So what would draw me, a PR consultant and pro-bono domestic violence advocate, and five organizational directors from the Pittsburgh Jewish community, to a two-day marathon of discussions, training sessions and lectures about semantics, tikkun olam, manhood, videos and football games, college students and an MVP? It’s not fantasy football or even how to win at the office football pool.
It’s a dream come true — a wave of cultural change hitting Pittsburgh that will no doubt continue as long as men in the Tri-State area pick up the gauntlet and join the millions more across the country and world to change what should have never been permitted in civilized societies. Crimes of domestic abuse have been labeled for far too long as a “woman’s issue” when they’re a “man’s issue,” according to Dr. Jackson Katz. author of “The Macho Paradox: Why Some Men Hurt Women and How All Men Can Help” and “Leading Men: Presidential Campaigns and the Politics of Manhood,” Katz, whose videos can be found online, is a force for our times.
Deep awareness crept into our consciousness as a result of Jewish Domestic Abuse Task Force programs in 2008 and 2010, both at the JCC and both covered significantly by the media. As a result, active JDATF leaders from Ladies Hospital Aid Society (LHAS) jumped into action, put a strategic plan together and within a few months had raised tens of thousands of dollars to fund a traveling teen dating abuse prevention program. In three years, the LHAS members joined the Demi Brae Cuccia Foundation and presented their prevention programs jointly to more than 70,000 high school students in and around the Allegheny County. Dr. Katz himself was honored two weeks ago at the Center for Victims “Peace It Together” dinner.

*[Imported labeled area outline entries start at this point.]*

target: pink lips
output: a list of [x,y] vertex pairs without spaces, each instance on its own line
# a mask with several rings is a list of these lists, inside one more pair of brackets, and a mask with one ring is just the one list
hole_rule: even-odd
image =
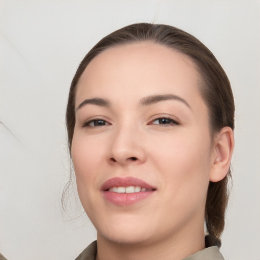
[[[146,191],[133,193],[117,193],[109,191],[113,187],[139,186],[145,188]],[[128,206],[146,199],[154,192],[155,188],[140,179],[134,177],[113,178],[106,181],[101,187],[103,197],[109,202],[118,206]]]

Three times in two days Katz discussed the “epidemic levels of sexual violence” in society; he even kicked off the “Man Up: A Men’s Leadership Program” challenge.
My male colleagues from the JCC attended the “Man Up” workshop that Friday morning. Among the list of people called to action were educators, coaches, faith-based leaders, domestic violence advocates, parents, community leaders and employers. Their task was to reshape the way men and boys think about women and girls.
“Pittsburgh has the opportunity to go further than most cities in terms of truly changing the social norms that feed our ongoing gender violence problem: strong women’s organizations; a growing recognition among men in community, political and business leadership that domestic and sexual violence are men’s issues; and a willingness across ethnic and racial lines to see the interconnections between gender violence and all sorts of other significant and persistent social problems,” Dr. Katz shared while traveling to his next appearance.
“I was encouraged and energized by my trip to Pittsburgh; I hope the ‘Man Up’ event marks a turning point for a significantly increased presence of men in the movement to end gender violence.”
This is the dawn of a new era, an era of positive change. The energy is everywhere, including during Torah study, morning minyans, Shabbat services and anywhere men gather to talk about the latest news. There is just no way our community of male rabbis, communal workers, brotherhoods and men’s clubs can avoid the excitement of the possibility of safety and peace for the women in our midst.
(Rochelle Sufrin, a domestic violence advocate and program director, is co-chair of the JWI National Council of Domestic Violence Coalitions and former interim director of the Jewish Domestic Abuse Task Force of Pittsburgh. She serves on the Pennsylvania Coalition Against Domestic Violence Task Force.)